Belgique La ministre wallonne de l’Emploi Éliane Tillieux (PS) a présenté jeudi les nouveaux noms des aides à l’emploi.

La plus grande partie de la réforme des aides wallonnes à l’emploi entrera en vigueur le 1er juillet prochain. La ministre de l’Emploi Éliane Tillieux (PS) a présenté jeudi à la presse les nouveaux noms de ces aides, ainsi qu’un calculateur en ligne. Ce chantier, sur lequel le gouvernement wallon et les partenaires sociaux s’étaient accordés au terme de plusieurs mois de négociations, vise notamment à réduire le nombre d’incitants financiers dont le nombre (près de 40) et la complexité pouvaient rebuter les employeurs et les demandeurs d’emploi.

L’enveloppe budgétaire globale reste inchangée, s’élevant toujours à près de 1,6 milliard d’euros. Cinq des aides sont rebaptisées impulsions. Trois d’entre elles visent les moins de 25 ans, les demandeurs d’emploi de longue durée (plus de 12 mois) et les demandeurs d’emploi ou travailleurs de plus de 55 ans. Une quatrième recouvre le contrat d’insertion, qui offre une allocation de 700€ par mois au demandeur d’emploi de moins de 25 ans qui s’engage dans une première expérience professionnelle après 18 mois infructueux. Ces quatre impulsions entreront en vigueur le 1er juillet prochain. La cinquième aide impulsion , qui s’adressera à tout demandeur d’emploi sous forme de prime régionale, en réponse à des besoins prioritaires fixés par le gouvernement, entrera en vigueur au plus tôt fin 2017.

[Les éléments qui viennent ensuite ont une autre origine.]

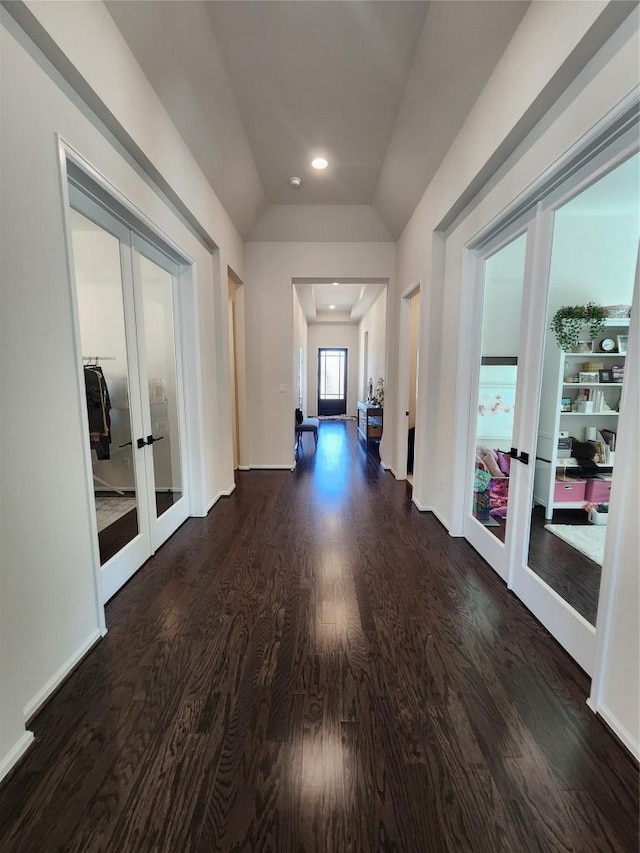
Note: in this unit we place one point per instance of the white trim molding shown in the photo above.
(225, 493)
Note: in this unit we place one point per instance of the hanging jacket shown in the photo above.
(98, 408)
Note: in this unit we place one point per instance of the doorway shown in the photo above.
(414, 332)
(566, 407)
(332, 382)
(128, 302)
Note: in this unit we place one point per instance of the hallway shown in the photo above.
(318, 666)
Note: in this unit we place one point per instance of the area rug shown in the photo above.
(109, 510)
(586, 538)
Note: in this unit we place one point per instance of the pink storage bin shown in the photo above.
(569, 490)
(598, 491)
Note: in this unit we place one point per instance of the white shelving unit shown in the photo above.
(558, 366)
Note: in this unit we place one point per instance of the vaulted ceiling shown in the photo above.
(257, 88)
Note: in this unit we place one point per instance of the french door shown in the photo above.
(570, 251)
(503, 271)
(332, 382)
(129, 327)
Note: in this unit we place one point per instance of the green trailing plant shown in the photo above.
(569, 321)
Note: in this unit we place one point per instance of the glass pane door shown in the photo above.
(160, 350)
(101, 260)
(502, 284)
(157, 312)
(593, 259)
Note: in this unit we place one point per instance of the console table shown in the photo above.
(370, 421)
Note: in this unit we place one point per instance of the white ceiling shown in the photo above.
(258, 87)
(344, 301)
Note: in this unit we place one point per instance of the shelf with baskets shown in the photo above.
(576, 405)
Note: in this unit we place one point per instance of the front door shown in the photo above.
(332, 382)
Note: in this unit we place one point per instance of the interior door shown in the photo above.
(503, 269)
(588, 252)
(332, 382)
(129, 326)
(156, 287)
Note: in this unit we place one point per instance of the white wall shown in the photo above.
(339, 335)
(593, 259)
(608, 78)
(300, 342)
(414, 328)
(616, 686)
(50, 611)
(269, 272)
(504, 283)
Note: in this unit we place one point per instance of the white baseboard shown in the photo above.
(620, 731)
(288, 467)
(15, 754)
(34, 704)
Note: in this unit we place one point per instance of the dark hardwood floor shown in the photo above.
(568, 572)
(114, 537)
(572, 575)
(317, 666)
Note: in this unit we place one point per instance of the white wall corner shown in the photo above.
(14, 755)
(37, 701)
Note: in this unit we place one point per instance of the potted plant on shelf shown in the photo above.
(378, 398)
(569, 321)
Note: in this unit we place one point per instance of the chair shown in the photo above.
(305, 425)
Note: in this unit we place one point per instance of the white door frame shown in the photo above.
(497, 553)
(570, 629)
(404, 371)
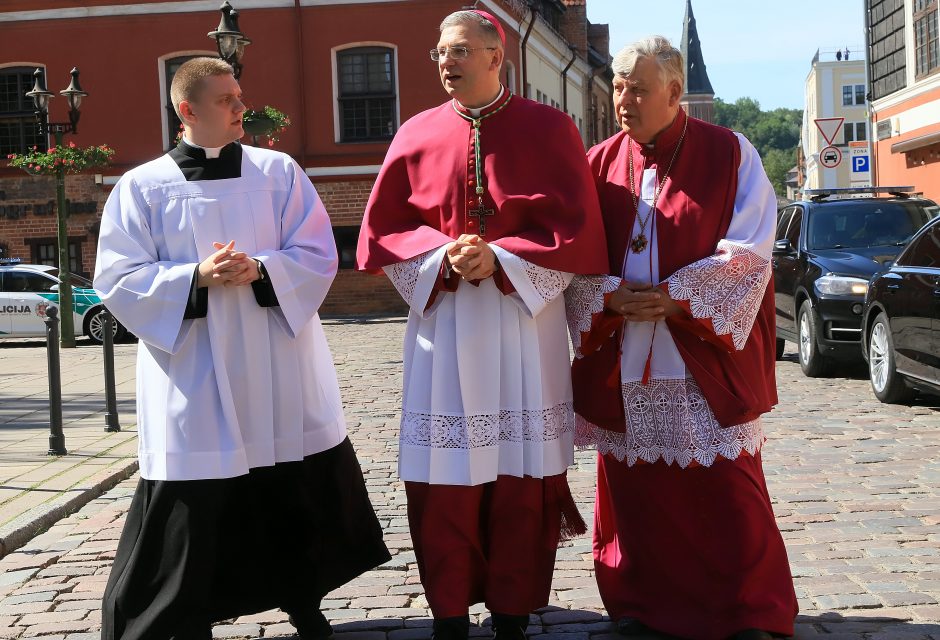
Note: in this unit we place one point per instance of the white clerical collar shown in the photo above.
(211, 152)
(476, 112)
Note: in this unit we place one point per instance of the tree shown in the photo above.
(775, 134)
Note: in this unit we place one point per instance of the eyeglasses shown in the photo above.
(455, 53)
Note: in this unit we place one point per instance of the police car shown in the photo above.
(27, 291)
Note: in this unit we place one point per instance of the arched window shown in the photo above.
(18, 130)
(366, 94)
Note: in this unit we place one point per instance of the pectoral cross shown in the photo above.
(482, 212)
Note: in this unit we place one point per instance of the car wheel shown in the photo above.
(94, 327)
(813, 363)
(885, 380)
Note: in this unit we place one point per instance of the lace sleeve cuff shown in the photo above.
(585, 305)
(723, 292)
(534, 286)
(415, 278)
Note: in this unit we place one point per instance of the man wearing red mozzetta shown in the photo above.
(675, 365)
(482, 212)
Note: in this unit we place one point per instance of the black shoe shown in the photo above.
(631, 627)
(456, 628)
(194, 632)
(506, 627)
(752, 634)
(311, 625)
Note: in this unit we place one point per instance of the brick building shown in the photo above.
(347, 72)
(903, 38)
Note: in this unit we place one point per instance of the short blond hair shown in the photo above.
(187, 81)
(668, 59)
(465, 18)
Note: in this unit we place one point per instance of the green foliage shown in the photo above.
(279, 119)
(775, 134)
(68, 158)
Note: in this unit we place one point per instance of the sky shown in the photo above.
(759, 49)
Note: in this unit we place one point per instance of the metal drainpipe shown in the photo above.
(525, 66)
(303, 86)
(564, 79)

Un calculateur en ligne permettra au demandeur d’emploi de vérifier sur le site du Forem s’il satisfait aux conditions des nouvelles aides à l’emploi, et à l’employeur de vérifier à tout moment la situation d’un demandeur d’emploi ou d’un employé qui en bénéficie.

D’autres aides existantes telles que Sesam (micro ou petites et moyennes entreprises), Sine (entreprises à finalité sociale), articles 60 et 61 (emplois via le CPAS), petite enfance et artistes, sont, elles, préservées. Quant aux emplois APE (aides à la promotion de l’emploi) existants, ils seront pérennisés dans le système "garantie emploi", qui supprime la précarité des subventions grâce à des paiements anticipés.